Role of Mitochondrial Oxidative Stress in Endothelial Dysfunction and Hypertension

Oxidative stress is strongly implicated in the pathogenesis of hypertension; however, the role of mitochondrial oxidative stress is not clear. We have investigated the role of mitochondria in endothelial dysfunction and hypetention using cultured bovine endothelial cells (BAECs) and mice infused with angiotensin II (AngII) or DOCA‐salt mice. Production of O 2▸ was measured by dihydroethidium and HPLC. Nitric oxide and H 2 O 2 were detected by ESR. Stimulation of BAECs with AngII significantly increased mitochondrial H 2 O 2 . MitoTEMPO blocked AngII‐induced oxidative stress and restored NO▸ production in BAECs and mouse aorta. Supplementation of BAECs with malonate, inhibitor of complex II, or rotenone, inhibitor of reverse electron transport, abolished AngII induced oxidative stress and decreased the activity of NADPH oxidases.
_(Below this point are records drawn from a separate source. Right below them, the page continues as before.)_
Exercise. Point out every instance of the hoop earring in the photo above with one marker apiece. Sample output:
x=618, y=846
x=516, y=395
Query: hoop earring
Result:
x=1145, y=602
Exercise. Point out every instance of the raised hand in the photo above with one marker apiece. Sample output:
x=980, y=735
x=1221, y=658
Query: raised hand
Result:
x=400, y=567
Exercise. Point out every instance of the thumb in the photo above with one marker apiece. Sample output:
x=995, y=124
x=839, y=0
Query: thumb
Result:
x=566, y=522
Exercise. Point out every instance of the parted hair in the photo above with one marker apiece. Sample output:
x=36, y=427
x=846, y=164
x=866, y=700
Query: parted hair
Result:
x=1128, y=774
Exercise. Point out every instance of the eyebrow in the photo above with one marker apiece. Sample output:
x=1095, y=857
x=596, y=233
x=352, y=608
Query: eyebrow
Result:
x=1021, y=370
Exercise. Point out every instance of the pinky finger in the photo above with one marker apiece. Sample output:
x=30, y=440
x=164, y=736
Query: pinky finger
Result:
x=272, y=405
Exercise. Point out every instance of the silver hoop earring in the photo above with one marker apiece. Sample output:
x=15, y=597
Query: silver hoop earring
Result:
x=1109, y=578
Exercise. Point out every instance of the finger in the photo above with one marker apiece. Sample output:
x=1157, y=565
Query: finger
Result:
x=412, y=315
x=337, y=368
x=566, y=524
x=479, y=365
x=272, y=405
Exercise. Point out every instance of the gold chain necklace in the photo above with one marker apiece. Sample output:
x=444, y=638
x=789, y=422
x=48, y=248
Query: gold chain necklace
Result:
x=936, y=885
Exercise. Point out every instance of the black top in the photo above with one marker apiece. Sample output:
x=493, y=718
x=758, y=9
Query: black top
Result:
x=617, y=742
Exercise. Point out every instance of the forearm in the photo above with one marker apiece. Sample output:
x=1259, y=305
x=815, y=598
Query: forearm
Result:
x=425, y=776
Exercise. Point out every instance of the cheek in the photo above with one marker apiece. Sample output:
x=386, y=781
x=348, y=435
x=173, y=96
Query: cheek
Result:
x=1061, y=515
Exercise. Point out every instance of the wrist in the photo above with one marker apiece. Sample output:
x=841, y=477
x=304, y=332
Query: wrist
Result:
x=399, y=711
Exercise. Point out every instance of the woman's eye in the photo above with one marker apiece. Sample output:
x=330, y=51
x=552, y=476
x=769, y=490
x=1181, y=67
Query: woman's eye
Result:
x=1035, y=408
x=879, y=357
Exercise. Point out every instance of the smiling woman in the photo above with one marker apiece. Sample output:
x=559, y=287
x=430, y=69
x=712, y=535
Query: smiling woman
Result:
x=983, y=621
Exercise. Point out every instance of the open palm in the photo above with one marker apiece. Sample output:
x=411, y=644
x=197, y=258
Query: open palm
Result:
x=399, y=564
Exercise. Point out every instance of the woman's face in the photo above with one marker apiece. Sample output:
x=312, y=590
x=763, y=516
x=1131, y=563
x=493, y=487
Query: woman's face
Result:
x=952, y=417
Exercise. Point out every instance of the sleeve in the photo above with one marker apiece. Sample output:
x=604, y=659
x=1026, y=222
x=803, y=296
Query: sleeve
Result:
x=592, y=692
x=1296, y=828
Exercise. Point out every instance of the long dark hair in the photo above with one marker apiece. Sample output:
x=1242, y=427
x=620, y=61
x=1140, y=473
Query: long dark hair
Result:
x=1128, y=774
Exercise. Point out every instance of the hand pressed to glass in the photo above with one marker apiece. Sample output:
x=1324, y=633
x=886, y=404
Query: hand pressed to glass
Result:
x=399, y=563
Infusion of with mitoTEMPO significantly attenuated the increase in the blood pressure (Fig.1), while mitoTEMPO treatment of hypertensive mice decreased the blood presure by 20‐30 mm Hg both in AngII‐infused and DOCA‐salt mice. Meanwhile, non‐targeted antioxidant TEMPOL was not effective. We suggest that AngII stimulates NADPH oxidase, which induces mitochondrial oxidative stress that in turn provides redox dependent feed forward stimulation of NADPH oxidase. This vicious cycle can be terminated at the mitochondrial site by mitoTEMPO. Indeed, mitoTEMPO inhibited vascular oxidative stress and reduced blood pressure. 1 Attenuation of hypertensive effect of Ang II (0.7mg/kg/day) in C57Blk/6 mice with mitoTEMPO or TEMPOL (286 nmol/kg/day).